Or, pour ce rêveur sûr de ses rêves, le bonheur, c’était d’aimer une jeune et belle femme que l’on épousait légitimement à la manière des Européens et que l’on enfermait impitoyablement à la manière des Orientaux. « Je ne comprends pas du tout, disait-il, ce sot usage qui consiste à choisir une jolie femme pour la mener tous les soirs dans le monde, parée, les bras nus, les épaules nues, et l’offrir aux regards envieux des connaisseurs désœuvrés. Je veux être heureux, mais je ne tiens pas à faire envier mon bonheur. »
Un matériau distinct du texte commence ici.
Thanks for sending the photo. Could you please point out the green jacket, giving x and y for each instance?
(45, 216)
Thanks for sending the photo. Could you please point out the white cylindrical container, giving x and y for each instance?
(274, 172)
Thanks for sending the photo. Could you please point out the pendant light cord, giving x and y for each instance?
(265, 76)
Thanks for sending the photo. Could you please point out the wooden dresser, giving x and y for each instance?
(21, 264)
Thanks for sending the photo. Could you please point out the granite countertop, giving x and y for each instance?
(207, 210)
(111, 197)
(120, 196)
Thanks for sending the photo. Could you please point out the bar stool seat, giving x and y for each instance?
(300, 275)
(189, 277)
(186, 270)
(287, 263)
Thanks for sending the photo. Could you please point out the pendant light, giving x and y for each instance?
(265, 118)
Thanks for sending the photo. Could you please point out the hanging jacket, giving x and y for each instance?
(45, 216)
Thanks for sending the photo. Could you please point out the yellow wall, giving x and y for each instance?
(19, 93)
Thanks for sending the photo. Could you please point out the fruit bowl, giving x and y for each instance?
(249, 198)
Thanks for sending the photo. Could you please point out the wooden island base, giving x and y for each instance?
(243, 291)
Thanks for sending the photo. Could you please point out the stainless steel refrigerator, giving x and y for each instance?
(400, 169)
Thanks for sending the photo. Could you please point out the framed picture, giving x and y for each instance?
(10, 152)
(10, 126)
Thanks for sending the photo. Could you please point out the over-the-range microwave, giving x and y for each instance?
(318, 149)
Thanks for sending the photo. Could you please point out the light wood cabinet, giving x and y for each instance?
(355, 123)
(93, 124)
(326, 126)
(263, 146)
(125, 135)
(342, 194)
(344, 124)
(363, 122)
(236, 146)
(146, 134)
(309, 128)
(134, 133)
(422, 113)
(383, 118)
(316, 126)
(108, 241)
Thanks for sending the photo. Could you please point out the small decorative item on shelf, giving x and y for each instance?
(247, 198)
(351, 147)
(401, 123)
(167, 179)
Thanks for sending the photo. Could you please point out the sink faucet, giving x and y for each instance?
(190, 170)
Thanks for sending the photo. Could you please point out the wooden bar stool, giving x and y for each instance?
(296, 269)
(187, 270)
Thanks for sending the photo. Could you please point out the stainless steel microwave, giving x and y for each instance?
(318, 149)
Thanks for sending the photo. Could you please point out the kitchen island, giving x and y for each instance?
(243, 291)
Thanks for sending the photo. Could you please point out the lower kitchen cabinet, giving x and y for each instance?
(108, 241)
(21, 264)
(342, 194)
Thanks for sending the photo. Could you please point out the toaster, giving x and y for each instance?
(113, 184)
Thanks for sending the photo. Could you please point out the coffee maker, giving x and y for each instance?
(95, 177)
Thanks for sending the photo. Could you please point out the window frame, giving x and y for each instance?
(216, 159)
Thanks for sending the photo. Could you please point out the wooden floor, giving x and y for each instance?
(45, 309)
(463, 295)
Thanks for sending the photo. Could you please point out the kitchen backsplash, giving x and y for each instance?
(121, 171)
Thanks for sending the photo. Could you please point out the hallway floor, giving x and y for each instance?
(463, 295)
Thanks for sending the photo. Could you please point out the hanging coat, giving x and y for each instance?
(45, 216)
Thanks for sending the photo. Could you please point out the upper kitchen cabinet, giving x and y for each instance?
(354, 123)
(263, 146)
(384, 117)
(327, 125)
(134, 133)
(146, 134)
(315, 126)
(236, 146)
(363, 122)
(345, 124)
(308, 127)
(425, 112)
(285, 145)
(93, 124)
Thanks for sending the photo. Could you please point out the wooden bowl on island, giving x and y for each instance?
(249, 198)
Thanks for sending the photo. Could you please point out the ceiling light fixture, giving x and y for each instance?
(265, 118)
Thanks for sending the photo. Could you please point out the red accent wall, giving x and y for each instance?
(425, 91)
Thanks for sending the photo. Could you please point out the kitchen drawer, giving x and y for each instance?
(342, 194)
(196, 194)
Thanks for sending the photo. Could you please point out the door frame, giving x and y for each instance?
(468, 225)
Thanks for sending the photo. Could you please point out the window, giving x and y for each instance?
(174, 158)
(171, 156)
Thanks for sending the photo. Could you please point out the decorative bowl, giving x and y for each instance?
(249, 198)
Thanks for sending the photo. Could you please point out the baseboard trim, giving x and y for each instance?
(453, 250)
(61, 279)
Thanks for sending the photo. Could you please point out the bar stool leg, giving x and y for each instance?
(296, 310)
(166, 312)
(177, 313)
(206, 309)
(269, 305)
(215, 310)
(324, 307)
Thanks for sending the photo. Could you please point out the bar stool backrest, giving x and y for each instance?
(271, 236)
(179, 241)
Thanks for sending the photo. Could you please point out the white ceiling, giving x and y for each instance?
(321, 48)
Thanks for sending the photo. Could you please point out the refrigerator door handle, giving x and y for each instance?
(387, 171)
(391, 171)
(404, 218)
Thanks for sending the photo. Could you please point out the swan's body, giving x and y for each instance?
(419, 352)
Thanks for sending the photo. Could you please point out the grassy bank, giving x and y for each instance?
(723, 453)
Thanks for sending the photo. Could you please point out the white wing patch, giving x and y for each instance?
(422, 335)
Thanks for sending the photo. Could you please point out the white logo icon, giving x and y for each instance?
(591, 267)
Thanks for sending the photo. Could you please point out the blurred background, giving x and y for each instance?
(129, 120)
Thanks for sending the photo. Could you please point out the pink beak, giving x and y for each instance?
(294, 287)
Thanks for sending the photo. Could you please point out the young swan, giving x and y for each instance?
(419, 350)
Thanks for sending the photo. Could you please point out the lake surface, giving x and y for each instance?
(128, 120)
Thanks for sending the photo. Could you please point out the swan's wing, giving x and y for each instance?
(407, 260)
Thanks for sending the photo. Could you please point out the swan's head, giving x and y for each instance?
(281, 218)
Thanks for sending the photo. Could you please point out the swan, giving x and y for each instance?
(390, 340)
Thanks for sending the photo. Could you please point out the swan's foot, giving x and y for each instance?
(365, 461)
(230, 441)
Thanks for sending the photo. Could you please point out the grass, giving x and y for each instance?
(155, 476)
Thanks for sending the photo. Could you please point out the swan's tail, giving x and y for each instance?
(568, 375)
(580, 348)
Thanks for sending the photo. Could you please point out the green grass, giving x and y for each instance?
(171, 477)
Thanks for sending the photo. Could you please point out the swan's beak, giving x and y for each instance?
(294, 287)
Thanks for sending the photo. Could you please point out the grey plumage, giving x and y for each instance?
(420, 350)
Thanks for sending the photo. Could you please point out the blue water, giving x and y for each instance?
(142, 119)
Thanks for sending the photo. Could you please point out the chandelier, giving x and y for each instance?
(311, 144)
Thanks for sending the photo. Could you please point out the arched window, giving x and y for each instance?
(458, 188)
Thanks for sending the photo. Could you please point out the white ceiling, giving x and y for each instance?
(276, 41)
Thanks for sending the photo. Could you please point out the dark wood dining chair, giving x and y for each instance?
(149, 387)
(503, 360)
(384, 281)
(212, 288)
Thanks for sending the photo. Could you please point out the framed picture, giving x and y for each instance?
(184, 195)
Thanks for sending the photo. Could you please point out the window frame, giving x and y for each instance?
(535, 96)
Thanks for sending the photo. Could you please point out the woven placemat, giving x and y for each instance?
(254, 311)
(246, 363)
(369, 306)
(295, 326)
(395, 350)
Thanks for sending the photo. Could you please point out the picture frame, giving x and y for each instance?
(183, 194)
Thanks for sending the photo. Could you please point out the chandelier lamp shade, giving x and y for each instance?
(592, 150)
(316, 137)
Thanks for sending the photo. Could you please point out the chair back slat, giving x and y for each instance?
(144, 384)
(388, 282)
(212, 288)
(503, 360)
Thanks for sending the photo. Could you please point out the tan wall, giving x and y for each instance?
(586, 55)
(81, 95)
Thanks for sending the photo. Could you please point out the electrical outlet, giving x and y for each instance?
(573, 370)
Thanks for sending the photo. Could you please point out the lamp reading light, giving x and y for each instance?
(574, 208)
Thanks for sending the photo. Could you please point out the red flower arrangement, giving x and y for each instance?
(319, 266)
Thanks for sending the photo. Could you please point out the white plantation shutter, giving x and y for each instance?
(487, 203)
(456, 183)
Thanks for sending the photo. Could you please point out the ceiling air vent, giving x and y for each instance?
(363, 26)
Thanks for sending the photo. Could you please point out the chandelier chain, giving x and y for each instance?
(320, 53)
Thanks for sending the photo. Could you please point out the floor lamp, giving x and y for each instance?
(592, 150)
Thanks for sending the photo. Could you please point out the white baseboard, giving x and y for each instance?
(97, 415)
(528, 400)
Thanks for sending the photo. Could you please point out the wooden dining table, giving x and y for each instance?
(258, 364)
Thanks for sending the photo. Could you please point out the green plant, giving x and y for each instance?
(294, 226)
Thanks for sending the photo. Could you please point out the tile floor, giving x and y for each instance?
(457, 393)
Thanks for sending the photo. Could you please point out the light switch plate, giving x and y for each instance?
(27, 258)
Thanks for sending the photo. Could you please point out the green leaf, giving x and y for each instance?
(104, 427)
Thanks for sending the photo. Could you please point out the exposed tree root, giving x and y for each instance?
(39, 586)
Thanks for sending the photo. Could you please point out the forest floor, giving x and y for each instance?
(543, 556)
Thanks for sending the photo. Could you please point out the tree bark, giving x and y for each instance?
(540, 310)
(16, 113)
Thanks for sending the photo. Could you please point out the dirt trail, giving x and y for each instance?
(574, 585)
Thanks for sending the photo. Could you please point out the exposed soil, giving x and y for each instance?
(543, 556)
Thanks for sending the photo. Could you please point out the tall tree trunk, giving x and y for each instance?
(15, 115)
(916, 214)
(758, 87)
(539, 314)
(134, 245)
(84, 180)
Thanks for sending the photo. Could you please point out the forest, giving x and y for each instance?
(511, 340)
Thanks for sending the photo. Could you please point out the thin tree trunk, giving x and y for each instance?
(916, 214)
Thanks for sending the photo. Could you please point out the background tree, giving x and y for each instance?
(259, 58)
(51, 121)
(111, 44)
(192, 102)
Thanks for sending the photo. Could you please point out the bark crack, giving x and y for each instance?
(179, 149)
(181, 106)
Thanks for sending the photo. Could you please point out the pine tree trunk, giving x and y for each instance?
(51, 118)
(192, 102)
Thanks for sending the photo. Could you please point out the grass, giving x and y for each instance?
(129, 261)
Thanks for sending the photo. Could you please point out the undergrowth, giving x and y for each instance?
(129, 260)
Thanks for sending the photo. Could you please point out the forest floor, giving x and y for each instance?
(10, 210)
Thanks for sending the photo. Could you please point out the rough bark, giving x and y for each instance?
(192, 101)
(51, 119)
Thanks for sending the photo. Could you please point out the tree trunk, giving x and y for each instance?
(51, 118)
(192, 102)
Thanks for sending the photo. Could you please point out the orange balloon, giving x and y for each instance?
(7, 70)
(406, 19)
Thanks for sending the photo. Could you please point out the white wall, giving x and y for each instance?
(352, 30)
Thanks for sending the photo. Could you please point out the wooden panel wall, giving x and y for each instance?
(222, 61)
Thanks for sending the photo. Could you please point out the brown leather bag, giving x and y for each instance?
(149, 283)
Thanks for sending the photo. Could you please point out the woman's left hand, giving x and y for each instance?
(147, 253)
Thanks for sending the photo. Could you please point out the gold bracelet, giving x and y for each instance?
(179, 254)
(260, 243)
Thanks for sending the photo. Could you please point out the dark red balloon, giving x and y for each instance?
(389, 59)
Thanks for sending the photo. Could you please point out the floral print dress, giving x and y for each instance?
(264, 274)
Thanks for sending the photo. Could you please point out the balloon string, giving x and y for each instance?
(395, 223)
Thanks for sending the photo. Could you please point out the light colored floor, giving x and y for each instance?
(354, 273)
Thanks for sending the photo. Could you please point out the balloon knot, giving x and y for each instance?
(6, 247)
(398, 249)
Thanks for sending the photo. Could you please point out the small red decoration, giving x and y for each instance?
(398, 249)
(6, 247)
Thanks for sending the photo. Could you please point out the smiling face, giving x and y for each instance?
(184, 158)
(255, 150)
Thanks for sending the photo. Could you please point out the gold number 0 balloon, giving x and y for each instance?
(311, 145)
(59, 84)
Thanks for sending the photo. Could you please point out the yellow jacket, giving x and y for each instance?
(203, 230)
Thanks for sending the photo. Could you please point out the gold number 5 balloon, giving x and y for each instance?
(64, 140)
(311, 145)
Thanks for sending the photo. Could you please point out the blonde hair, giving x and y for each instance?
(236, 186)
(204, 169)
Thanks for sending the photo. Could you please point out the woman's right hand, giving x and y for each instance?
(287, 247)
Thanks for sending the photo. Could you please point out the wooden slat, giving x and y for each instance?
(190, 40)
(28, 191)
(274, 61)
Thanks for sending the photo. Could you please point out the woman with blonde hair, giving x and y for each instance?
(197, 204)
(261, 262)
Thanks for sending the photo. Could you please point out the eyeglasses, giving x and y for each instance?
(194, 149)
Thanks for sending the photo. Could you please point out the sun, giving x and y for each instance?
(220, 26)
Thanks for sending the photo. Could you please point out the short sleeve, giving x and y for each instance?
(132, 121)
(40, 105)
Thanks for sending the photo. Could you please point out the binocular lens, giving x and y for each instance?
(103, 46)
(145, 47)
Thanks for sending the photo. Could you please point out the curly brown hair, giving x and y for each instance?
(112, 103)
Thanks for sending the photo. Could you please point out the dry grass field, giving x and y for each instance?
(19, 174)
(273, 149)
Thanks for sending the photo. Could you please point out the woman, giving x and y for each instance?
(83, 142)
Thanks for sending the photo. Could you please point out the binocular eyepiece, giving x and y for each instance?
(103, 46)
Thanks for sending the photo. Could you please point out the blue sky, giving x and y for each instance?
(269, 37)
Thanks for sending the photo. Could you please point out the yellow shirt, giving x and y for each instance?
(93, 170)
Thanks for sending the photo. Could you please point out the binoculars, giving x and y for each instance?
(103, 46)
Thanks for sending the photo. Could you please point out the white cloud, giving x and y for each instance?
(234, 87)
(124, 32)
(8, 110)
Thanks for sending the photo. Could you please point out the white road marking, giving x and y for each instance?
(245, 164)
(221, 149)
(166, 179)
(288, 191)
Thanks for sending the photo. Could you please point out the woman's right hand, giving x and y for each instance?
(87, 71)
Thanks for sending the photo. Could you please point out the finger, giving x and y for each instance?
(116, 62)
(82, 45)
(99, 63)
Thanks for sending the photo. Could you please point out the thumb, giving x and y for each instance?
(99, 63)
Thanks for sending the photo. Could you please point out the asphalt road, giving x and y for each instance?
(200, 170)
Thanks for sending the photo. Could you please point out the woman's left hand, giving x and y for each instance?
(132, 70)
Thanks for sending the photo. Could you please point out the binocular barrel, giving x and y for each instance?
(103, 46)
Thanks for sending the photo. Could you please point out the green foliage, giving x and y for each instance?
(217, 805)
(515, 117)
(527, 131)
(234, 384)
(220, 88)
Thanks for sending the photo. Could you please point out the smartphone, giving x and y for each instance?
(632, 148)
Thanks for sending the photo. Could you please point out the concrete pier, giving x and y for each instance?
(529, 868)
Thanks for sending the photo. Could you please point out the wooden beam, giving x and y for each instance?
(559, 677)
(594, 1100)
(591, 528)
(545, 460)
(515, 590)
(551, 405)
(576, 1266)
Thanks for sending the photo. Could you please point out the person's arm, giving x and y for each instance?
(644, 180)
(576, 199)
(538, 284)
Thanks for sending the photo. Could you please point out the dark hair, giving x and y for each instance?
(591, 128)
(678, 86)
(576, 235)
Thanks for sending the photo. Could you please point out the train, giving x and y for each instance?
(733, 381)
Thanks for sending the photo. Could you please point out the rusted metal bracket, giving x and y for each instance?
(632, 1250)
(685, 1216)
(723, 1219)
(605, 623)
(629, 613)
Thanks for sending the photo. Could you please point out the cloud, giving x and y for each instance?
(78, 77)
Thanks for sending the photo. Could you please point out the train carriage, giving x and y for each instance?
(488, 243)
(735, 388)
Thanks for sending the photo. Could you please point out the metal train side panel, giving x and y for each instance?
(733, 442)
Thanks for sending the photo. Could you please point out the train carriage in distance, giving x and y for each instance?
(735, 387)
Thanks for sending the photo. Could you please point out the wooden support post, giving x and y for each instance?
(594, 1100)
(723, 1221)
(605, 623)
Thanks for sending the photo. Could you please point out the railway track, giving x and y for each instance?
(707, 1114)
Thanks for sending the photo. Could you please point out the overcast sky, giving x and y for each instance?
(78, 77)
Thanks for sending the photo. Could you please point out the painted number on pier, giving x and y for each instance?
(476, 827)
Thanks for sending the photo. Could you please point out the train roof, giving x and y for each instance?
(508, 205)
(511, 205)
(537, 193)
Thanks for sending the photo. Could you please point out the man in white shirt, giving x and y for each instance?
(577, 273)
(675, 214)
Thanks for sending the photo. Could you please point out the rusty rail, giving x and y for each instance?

Cette modestie était pleine de bon sens ; mais, s’il ne tenait pas à faire envier son bonheur sournois, il tenait à le faire partager ; il rêvait aussi la joie de sa victime, il voulait que l’esclave aimât son esclavage ; il voulait être un tyran, mais un tyran chéri. Là était la difficulté, le problème impossible à résoudre.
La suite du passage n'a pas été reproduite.